Umso überraschender dann der Moment im Frühjahr, als sämtliche Schrebergärten von der neuen Eigentümerschaft auf Ende September gekündigt wurden. Die «Gartenfamilie» vermisste insbesondere eine Begründung oder Erklärung. Dass jahrzehntelanges Gewohnheitsrecht dermassen verletzt wurde, enttäuschte die Hobbygärtner. Nachfragen prallten am lapidaren Hinweis ab, man halte am getroffenen Grundsatzentscheid fest.

Ein Detail stiess besonders auf: Anscheinend ging der Kündigung eine «Begehung» voraus; diese habe «ein verwildertes, sich selbst überlassenes Areal» gezeigt. Dazu der Fachmann: «Diese Aussage lässt Fragen aufkommen. Einen Garten vor Beginn der Pflanzsaison zu beurteilen, wird der Sache nicht gerecht.»

14 Pächter reagierten per Brief und man involvierte die Schlichtungsbehörden. Die Bemühungen fruchteten insofern, als das Mietverhältnis um drei Monate auf Ende Jahr erstreckt wurde. Das Wintergemüse, das demnächst gesät wird und Anfang des nächsten Jahres geerntet werden könnte, wird dereinst wohl im brach liegenden Boden verfaulen.

Auf der Suche nach Lösungen

Seitens der Pächter vermisst man Verständnis und Taktgefühl gegenüber einer jahrzehntealten lokalen Tradition. Man könne nachvollziehen, dass ein solches Areal überbaut werden könnte, sinniert Tschanz.
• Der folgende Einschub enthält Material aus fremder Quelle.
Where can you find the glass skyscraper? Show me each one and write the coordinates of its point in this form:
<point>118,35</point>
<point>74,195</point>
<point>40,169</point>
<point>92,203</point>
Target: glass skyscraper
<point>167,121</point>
Bis es soweit sei, würden jedoch Jahre vergehen – Jahre, die der Schrebergartengemeinschaft einige weitere schöne Momente in ihrem Paradies auf Zeit ermöglichen würden. Etwa dem heute 87-jährigen Pasquale Sposato, der seinen Garten  während fast 60 Jahren liebevoll betreut hat.
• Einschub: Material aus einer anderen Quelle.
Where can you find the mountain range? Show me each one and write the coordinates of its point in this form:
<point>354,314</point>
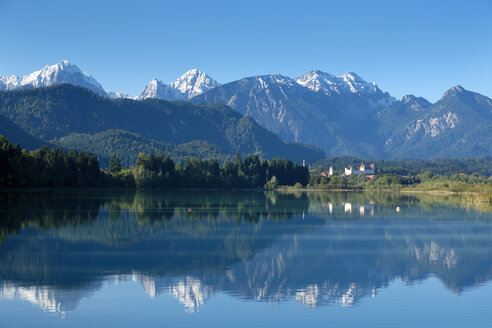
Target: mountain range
<point>343,115</point>
<point>73,117</point>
Das Thema hat nun auch die Politik erreicht. Bereits Mitte Juni erhielt das Gemeindeparlament eine Anfrage mit dem Titel «Kleingärten Wabern». In seiner Antwort verwies der Gemeinderat auf die planungsrechtlichen Grundlagen für den Erhalt der bestehenden Familiengärten hin. Im Rahmen des Eigentumsrechts stehe es Grundeigentümerschaften aber frei, «ihre Liegenschaften brach zu lassen.»

Kurz vor Redaktionsschluss fand eine Unterredung mit der Könizer Gemeindepräsidentin statt. Diese habe sich bereit erklärt, das Anliegen mit der neuen Eigentümerschaft zu erörtern, freut sich Tschanz. Vielleicht fällt die Idee auf fruchtbaren Boden, den Status quo bis zu einer allfälligen Umzonung oder bis zum Baubeginn zu belassen?

Hoffnungsvolle Signale gibt’s auch vom Gurtenbühl Leist. Man suche ein gutes Miteinander zwischen Eigentümerschaft, Pächtern und Anwohnerschaft, betont Präsident Chris Heimann: «Wir sind bereit, zu vermitteln, und bieten Hand für eine gute Lösung für alle Beteiligten.»